The problem is stated as:
Suppose $f: D[0,1] \mapsto D[0,1]$ is holomorphic. Then, prove for $|z| \leq 1$ the following: $$|f'(z)| \leq \frac{1}{1-|z|}$$
My attempt:
So, we can make use of Cauchy's integral formula, that states:
$$ f^{(n)}(a) = \frac{n!}{2\pi i} \int_{C(a,r)} \frac{f(z)}{(z-a)^{n+1}} dz$$
So, in our case $n =1$, and $a = z$, we have:
$$ f'(z) = \frac{1}{2\pi i} \int_{C(z,r)} \frac{f(w)}{(w-z)^{2}} dw$$
We can bound this using the triangle inequality for integrals:
$$ | f'(z) | \leq \frac{1}{2\pi} \max_{w\in C(z,r)} \frac{|f(w)|}{|w-z|^2} 2\pi r$$
$$ = r \max_{w\in C(z,r)} \frac{|f(w)|}{|w-z| |w-z|} = \max_{w\in C(z,r)} \frac{|f(w)|}{|w-z|}$$
Since $f$ maps to the unit disk, it becomes evident that $|f| \leq 1$, so:
$$ \leq \max_{w\in C(z,r)}\frac{1}{|w-z|}$$
Now using the triangle inequality again, we get:
$$ \leq \max_{w\in C(z,r)} \frac{1}{||w|-|z||}$$
But $|w|$ is clearly larger than $|z|$ for $w\in C(z,r)$ so:
$$ = \max_{w\in C(z,r)} \frac{1}{|w|-|z|}$$
Now $|w| \leq 1$ since $C(z,r) \subset \bar{D}[0,1]$, I'd like to substitute that in, but this would make the inequality sign in the wrong direction, so I can't really see how I can go on from here.
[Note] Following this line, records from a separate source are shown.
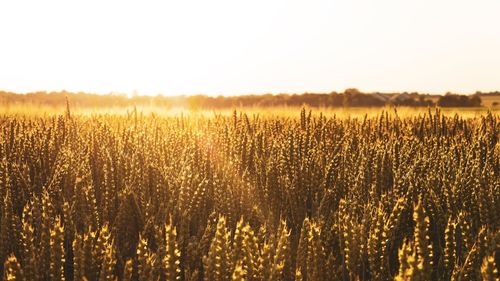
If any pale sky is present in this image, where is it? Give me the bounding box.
[0,0,500,95]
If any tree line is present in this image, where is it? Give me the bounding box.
[0,88,492,109]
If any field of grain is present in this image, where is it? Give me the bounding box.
[0,108,500,281]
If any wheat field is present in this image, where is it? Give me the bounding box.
[0,108,500,281]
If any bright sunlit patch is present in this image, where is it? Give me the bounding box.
[0,0,500,95]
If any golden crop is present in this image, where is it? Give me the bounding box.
[0,108,500,281]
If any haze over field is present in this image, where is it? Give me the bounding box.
[0,0,500,95]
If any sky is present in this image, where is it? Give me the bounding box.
[0,0,500,95]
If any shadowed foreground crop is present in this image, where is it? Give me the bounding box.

Does anyone have any ideas?
Thanks.
A stronger inequality holds. Let $g(z)=f(rz),$ where $0<r<1.$ Then $g(z)$ is holomorphic for $|z|<{1\over r}.$ Hence $$rf'(rz)=g'(z)={1\over 2\pi i }\int\limits_{|w|=1}{g(w)\over (w-z)^2}\,dw$$ Hence $$r|f'(rz)|\le {1\over 2\pi}\int\limits_{|w|=1}{1\over |w-z|^2}\, ds={1\over 1-|z|^2}\quad (*)$$ Thus $$|f'(rz)|\le {1\over r(1-|z|^2)}$$ Taking the limit $r\to 1^-$ gives $$|f'(z)|\le {1\over 1-|z|^2}$$
The equality in $(*)$ can be proved as follows. Let $z=|z|e^{i\theta_0}$ and $w=e^{i\theta}.$ Then $$\displaylines{{1\over 2\pi}\int\limits_{|w|=1}{1\over |w-z|^2}\, ds={1\over 2\pi}\int\limits_0^{2\pi}{1\over 1+|z|^2-2|z|\cos(\theta-\theta_0)}\, d\theta\\ = {1\over 2\pi}\int\limits_0^{2\pi}{1\over 1+|z|^2-2|z|\cos\theta}\, d\theta ={1\over 1-|z|^2}}$$ The last equality is associated with properties of the Poisson kernel for the disc.